В любом случае исключительность ислама родилась именно благодаря тому, что было универсального в его общей концепции, в силу его надежд на равенство и справедливость, и ответственности человека в рамках высших норм. Сама реакция на эту концепцию, позволившая ей воплотиться в живую традицию, и ответственность, и преданность, с которыми она воплощалась обществом, отгораживали ислам от конкурирующих ценностей и традиций. Коран, чьим текстом практически исчерпывался исламский символизм, стал единственным мощным и конкретным образом в данной религии.
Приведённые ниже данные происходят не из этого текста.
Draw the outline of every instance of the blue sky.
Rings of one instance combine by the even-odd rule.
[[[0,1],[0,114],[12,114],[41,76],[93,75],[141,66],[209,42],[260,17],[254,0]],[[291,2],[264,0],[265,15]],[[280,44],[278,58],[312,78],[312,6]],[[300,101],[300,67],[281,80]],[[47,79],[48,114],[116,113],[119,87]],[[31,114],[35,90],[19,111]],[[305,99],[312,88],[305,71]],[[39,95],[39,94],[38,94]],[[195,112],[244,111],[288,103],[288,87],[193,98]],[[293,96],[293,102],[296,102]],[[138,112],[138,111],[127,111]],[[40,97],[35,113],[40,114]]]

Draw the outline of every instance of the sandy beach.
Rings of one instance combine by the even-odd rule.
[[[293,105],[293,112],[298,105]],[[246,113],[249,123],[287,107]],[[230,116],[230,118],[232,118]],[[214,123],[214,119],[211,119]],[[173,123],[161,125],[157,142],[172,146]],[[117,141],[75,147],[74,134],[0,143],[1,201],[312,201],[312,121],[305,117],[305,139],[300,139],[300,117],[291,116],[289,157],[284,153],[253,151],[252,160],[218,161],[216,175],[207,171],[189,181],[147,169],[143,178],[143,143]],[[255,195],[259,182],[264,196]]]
Несмотря на непосредственное сильное влияние Корана, самого текста, по-видимому, было все-таки недостаточно, чтобы традиция столь строго сосредоточилась на нем, не будучи связана с жизнью общества. Во времена Мухаммада он соответствовал ходу событий того периода, объясняя и направляя их. Позже мусульманам пришлось искать эквивалент для собственного поколения. Одним из решений, которое способствовало воплощению коранического вызова в повседневной жизни, была разработка правил практической морали, отвечавших культу Корана. Так возник шариат – автономный свод законов, сформулированных для разных особых случаев. В процессе совершенствования этих правил (не прекратившемся по сей день) Коран играл центральную роль и активно входил в жизнь общества.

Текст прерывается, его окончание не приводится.